Uzun Kral, rahatlamıştı.
- hele şükür ya
- Farzettin kurdeşen döküyordu. !Ulan neydi bu zuhur eden, biri mi gelecekti, bir gösterge mi takip ediliyordu, programda zuhur edecek bir şey görünmüyordu. Hem onun haberi olmadan zuhur edilir miydi?
Karabıyık Ağa, eğilmiş efendisini bekliyordu, Uzun Kral, ayağa kalktı.
- Hadi balkona çıkalım.
Farzettin elini boynundan indirmiş, sakalına götürmüştü. İçinden;
‘balkon mu, ne yapıyor lan bunlar, balkondan neyi görecekler,’ diye geçirdi. Farzettin çevik bir hareketle önlerine geçti ve balkon kapısını açtı. Uzun Kral, hayranlıkla;
“Oooooo muazzam!”
Karabıyık Ağa,
- aynen efendim, muhteşem, sizin ve devletimizin ihtişamıyla mütenasip bir gece, gök kubbe…

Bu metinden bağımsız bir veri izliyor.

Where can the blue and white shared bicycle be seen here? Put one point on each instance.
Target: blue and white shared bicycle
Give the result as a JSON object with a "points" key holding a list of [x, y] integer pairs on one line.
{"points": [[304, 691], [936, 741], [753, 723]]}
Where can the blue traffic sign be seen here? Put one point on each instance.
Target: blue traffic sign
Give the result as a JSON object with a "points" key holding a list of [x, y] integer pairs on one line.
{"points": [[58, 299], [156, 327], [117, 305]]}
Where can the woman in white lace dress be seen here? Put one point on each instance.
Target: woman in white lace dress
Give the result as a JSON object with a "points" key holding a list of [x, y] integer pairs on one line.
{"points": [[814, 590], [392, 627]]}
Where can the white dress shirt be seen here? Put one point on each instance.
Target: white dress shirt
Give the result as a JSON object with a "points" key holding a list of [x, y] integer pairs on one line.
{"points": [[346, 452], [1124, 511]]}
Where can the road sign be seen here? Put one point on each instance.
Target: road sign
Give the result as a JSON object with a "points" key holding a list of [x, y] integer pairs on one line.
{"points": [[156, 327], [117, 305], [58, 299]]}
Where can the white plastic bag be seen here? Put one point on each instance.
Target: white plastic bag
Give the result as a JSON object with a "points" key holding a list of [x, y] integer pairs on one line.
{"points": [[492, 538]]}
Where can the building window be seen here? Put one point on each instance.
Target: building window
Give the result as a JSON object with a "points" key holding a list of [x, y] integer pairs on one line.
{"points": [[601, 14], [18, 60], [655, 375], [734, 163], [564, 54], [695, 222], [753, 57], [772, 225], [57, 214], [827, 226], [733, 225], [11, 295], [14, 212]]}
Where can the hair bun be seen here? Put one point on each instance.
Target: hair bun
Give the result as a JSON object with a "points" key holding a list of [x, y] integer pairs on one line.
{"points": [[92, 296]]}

Farzettin iki velinimetinden de kısa boylu biriydi, onlar manzarayı yiyip bitirdikleri halde o hala görememişti. Bunu farkeden Karabıyık Ağa, Farzettin’i kolundan tutup yanına getirdi ve ona Kanlı Ay’ı gösterdi.
Farzettin’in ağzı açık kalmıştı, Kanlı Ay’ı ilk defa görüyordu, Karabıyık Ağa’ya döndü:
- Abi niye kıpkırmızı’ diye sordu, Karabıyık Ağa,
- Ee kanlı ay’ işte dedi.
Uzun Kral, söze girdi:
- Karabıyık, bu hilal-i ahmer bana ilham veriyor
- Nasıl efendim
Şimdi bu hilal geceyi aydınlatmıyor mu?
- Evet efendim
- Kanlı bir şeyin insanları aydınlatması mümkün oluyorsa bu ilham verici değil midir?
- ……………………………..
Farzettin, bu defa görevinin hakkını vermek istedi, leb demeden leblebiyi bilemedim ama nohut tarlasını göreceğim’ diye mırıldandı, kendi esprisi hoşuna gitti ve bıyık altından gülerek;
- Çok haklısınız efendim, kesinlikle ilham verici, sizin içinizden nasıl geliyorsa o güzeldir zaten.
Karabıyık Ağa, telaşlandı, cesaretini topladı ve
- Efendim, yanlış anlamadım değil mi? İlham verici buluyorsunuz. Farzettin araya girdi.
- - Evet abi sence de öyle değil mi?
- Karabıyık Ağa zor durumda kalmıştı, kem küm etti, Uzun Kral sordu:
- - Farzettin! Zuhur etti mi?
- - Etti efendim.
- İyi, buyur ettin mi?
- Hı
- Şaka lan şaka ha ha ha, hadi girin içeri, bana ballı sütümü getirsinler, hadi! Heh heh Farzettin, Hay Allah senin iyiliğini versin.